Desta forma, Jesus estabelece uma relação íntima entre a Eucaristia, sacramento do seu dom sacrifical, e o mandamento do amor, que nos compromete a receber e a servir os irmãos.

Não podemos separar a participação na mesa do Senhor do dever de amar o próximo. Todas as vezes que participamos na Eucaristia, pronunciamos nós também o nosso "Amém" diante do Corpo e do Sangue do Senhor. Desta forma comprometemo-nos a fazer o que Cristo fez, "a lavar os pés" dos irmãos, transformando-nos em imagem concreta e transparente d'Aquele que se despojou "a Si mesmo, tomando a condição de servo" (Fl 2, 7).

Disse Jesus: “se eu, o Senhor e Mestre, vos lavei os pés, também vós deveis lavar os pés uns dos outros. Dei-vos o exemplo, para que façais a mesma coisa que eu fiz” Jo 13,.14-15)

“Em que consiste "lavar os pés uns aos outros"? Que significa concretamente? Eis que, qualquer obra de bondade pelo outro especialmente por quem sofre e por quantos são pouco estimados é um serviço de lava-pés. Para isto nos chama o Senhor: descer, aprender a humildade e a coragem da bondade e também a disponibilidade de aceitar a recusa e contudo confiar na bondade e perseverar nela. Mas existe ainda uma dimensão mais profunda. O Senhor limpa-nos da nossa indignidade com a força purificadora da sua bondade. Lavar os pés uns aos outros significa sobretudo perdoar-nos incansavelmente uns aos outros, recomeçar sempre de novo juntos, mesmo que possa parecer inútil. Significa purificar-nos uns aos outros suportando-nos mutuamente e aceitando ser suportados pelos outros; purificar-nos uns aos outros doando-nos reciprocamente a força santificadora da Palavra de Deus e introduzindo-nos no Sacramento do amor divino”. (Bento XVI, Missa da Ceia do Senhor – 2006).

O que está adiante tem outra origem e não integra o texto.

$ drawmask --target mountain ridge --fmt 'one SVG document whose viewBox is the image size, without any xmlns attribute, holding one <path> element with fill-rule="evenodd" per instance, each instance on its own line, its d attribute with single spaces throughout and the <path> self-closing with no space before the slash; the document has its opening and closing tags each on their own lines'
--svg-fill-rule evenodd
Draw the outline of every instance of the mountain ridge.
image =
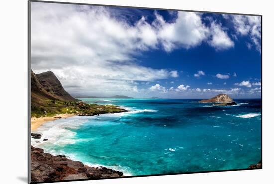
<svg viewBox="0 0 274 184">
<path fill-rule="evenodd" d="M 31 70 L 31 105 L 40 106 L 50 100 L 75 101 L 54 75 L 48 71 L 35 74 Z"/>
</svg>

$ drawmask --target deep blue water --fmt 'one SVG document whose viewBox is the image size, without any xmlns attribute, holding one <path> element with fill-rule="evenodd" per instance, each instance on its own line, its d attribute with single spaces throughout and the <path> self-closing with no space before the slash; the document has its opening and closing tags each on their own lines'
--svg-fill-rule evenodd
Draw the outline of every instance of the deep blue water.
<svg viewBox="0 0 274 184">
<path fill-rule="evenodd" d="M 132 175 L 247 168 L 261 159 L 261 100 L 217 107 L 195 99 L 82 99 L 129 113 L 44 124 L 38 146 Z M 33 143 L 34 144 L 34 143 Z"/>
</svg>

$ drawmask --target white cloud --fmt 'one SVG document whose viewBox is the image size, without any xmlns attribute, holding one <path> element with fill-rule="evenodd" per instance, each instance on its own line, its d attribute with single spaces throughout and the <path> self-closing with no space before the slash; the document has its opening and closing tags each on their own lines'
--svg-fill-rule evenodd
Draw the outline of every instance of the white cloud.
<svg viewBox="0 0 274 184">
<path fill-rule="evenodd" d="M 261 86 L 261 82 L 253 82 L 252 83 L 253 86 Z"/>
<path fill-rule="evenodd" d="M 230 89 L 204 89 L 203 92 L 214 92 L 218 93 L 235 94 L 241 91 L 240 88 L 234 88 Z"/>
<path fill-rule="evenodd" d="M 248 36 L 253 46 L 261 52 L 261 17 L 256 16 L 231 15 L 236 33 L 238 35 Z M 251 44 L 248 43 L 250 49 Z"/>
<path fill-rule="evenodd" d="M 74 94 L 139 92 L 131 81 L 176 77 L 176 71 L 142 66 L 136 58 L 151 49 L 197 46 L 211 37 L 200 13 L 179 12 L 169 23 L 155 13 L 153 23 L 143 16 L 133 24 L 99 6 L 33 2 L 31 13 L 32 68 L 51 70 Z"/>
<path fill-rule="evenodd" d="M 197 73 L 194 74 L 194 77 L 199 77 L 201 75 L 205 75 L 205 73 L 203 71 L 198 71 Z"/>
<path fill-rule="evenodd" d="M 176 78 L 176 77 L 179 77 L 179 74 L 178 74 L 177 71 L 176 71 L 176 70 L 171 71 L 169 72 L 169 73 L 170 74 L 170 75 L 172 77 Z"/>
<path fill-rule="evenodd" d="M 260 94 L 261 92 L 261 87 L 257 87 L 255 88 L 252 88 L 248 91 L 248 93 L 250 94 Z"/>
<path fill-rule="evenodd" d="M 179 91 L 180 90 L 181 91 L 186 91 L 187 89 L 190 88 L 190 86 L 187 85 L 186 86 L 185 86 L 183 84 L 181 84 L 177 87 L 177 91 Z"/>
<path fill-rule="evenodd" d="M 200 13 L 178 11 L 173 23 L 166 22 L 157 12 L 155 14 L 153 25 L 166 51 L 172 51 L 175 46 L 187 49 L 199 45 L 208 36 L 209 29 L 202 23 Z"/>
<path fill-rule="evenodd" d="M 136 92 L 130 81 L 178 75 L 136 62 L 142 51 L 158 49 L 157 31 L 143 17 L 133 25 L 108 8 L 33 2 L 31 8 L 31 67 L 51 70 L 70 93 Z"/>
<path fill-rule="evenodd" d="M 229 75 L 222 75 L 220 73 L 218 73 L 216 74 L 216 76 L 217 78 L 221 79 L 227 79 L 229 78 Z"/>
<path fill-rule="evenodd" d="M 249 80 L 248 81 L 243 81 L 240 83 L 235 83 L 235 85 L 237 86 L 246 86 L 249 88 L 251 87 L 251 84 L 249 82 Z"/>
<path fill-rule="evenodd" d="M 225 50 L 234 46 L 234 43 L 228 36 L 227 33 L 223 30 L 221 25 L 212 22 L 210 31 L 212 36 L 209 43 L 216 50 Z"/>
<path fill-rule="evenodd" d="M 166 91 L 165 88 L 159 84 L 156 84 L 155 85 L 151 86 L 149 89 L 151 91 L 162 91 L 164 92 Z"/>
<path fill-rule="evenodd" d="M 201 90 L 201 89 L 200 89 L 200 88 L 197 88 L 196 89 L 196 91 L 197 91 L 197 92 L 201 92 L 201 91 L 202 91 L 202 90 Z"/>
</svg>

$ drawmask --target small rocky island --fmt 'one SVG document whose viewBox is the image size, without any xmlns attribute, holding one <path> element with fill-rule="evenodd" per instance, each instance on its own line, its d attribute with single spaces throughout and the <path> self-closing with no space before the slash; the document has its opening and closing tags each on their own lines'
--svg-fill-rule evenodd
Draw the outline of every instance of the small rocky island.
<svg viewBox="0 0 274 184">
<path fill-rule="evenodd" d="M 237 105 L 237 103 L 233 101 L 233 100 L 226 94 L 219 94 L 213 98 L 209 99 L 202 100 L 199 102 L 201 103 L 212 103 L 213 105 L 218 106 L 230 106 Z"/>
</svg>

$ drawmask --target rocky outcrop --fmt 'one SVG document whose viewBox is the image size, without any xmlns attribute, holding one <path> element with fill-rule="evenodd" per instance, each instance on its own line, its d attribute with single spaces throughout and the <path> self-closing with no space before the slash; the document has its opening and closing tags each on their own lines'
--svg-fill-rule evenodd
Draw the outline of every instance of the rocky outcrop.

O amor é a herança mais preciosa que Jesus deixou para todos os que ele chama para ser seu discípulo, seu seguidor. É o seu amor, partilhado pelos seus discípulos, que é oferecido nesta noite a toda a humanidade.

"Ele que amou os Seus que estavam no mundo, levou até ao extremo o Seu amor por eles" (Jo 13, 1).

Voltemos o nosso pensamento e o nosso coração para o Cenáculo, naquela última Ceia de Jesus com seus Apóstolos! Reunimo-nos com fé em torno do Altar do Senhor, fazendo o memorial da Última Ceia. Repetindo os gestos de Cristo, proclamamos que a sua morte redimiu a humanidade do pecado, e continua a dar esperança de um futuro de salvação para os homens de todas as épocas.

Compete aos sacerdotes perpetuar o rito que, sob as espécies do pão e do vinho, torna presente o sacrifício de Cristo de modo verdadeiro, real e substancial, até o fim dos tempos.

Compete a todos os cristãos tornar-se servos humildes e atentos dos irmãos para colaborarem para a sua salvação. É tarefa de cada fiel proclamar com a vida que o Filho de Deus amou os seus "até ao extremo". Nesta noite, num silêncio cheio de mistério, alimenta-se a nossa fé.

Por fim, confessamos: unidos a toda a Igreja, anunciamos a tua morte, ó Senhor. Cheios de gratidão, já vivemos a alegria da tua ressurreição. Repletos de confiança, comprometemo-nos a viver na expectativa da tua vinda gloriosa. Hoje e sempre, ó Cristo, nosso Redentor. Amém.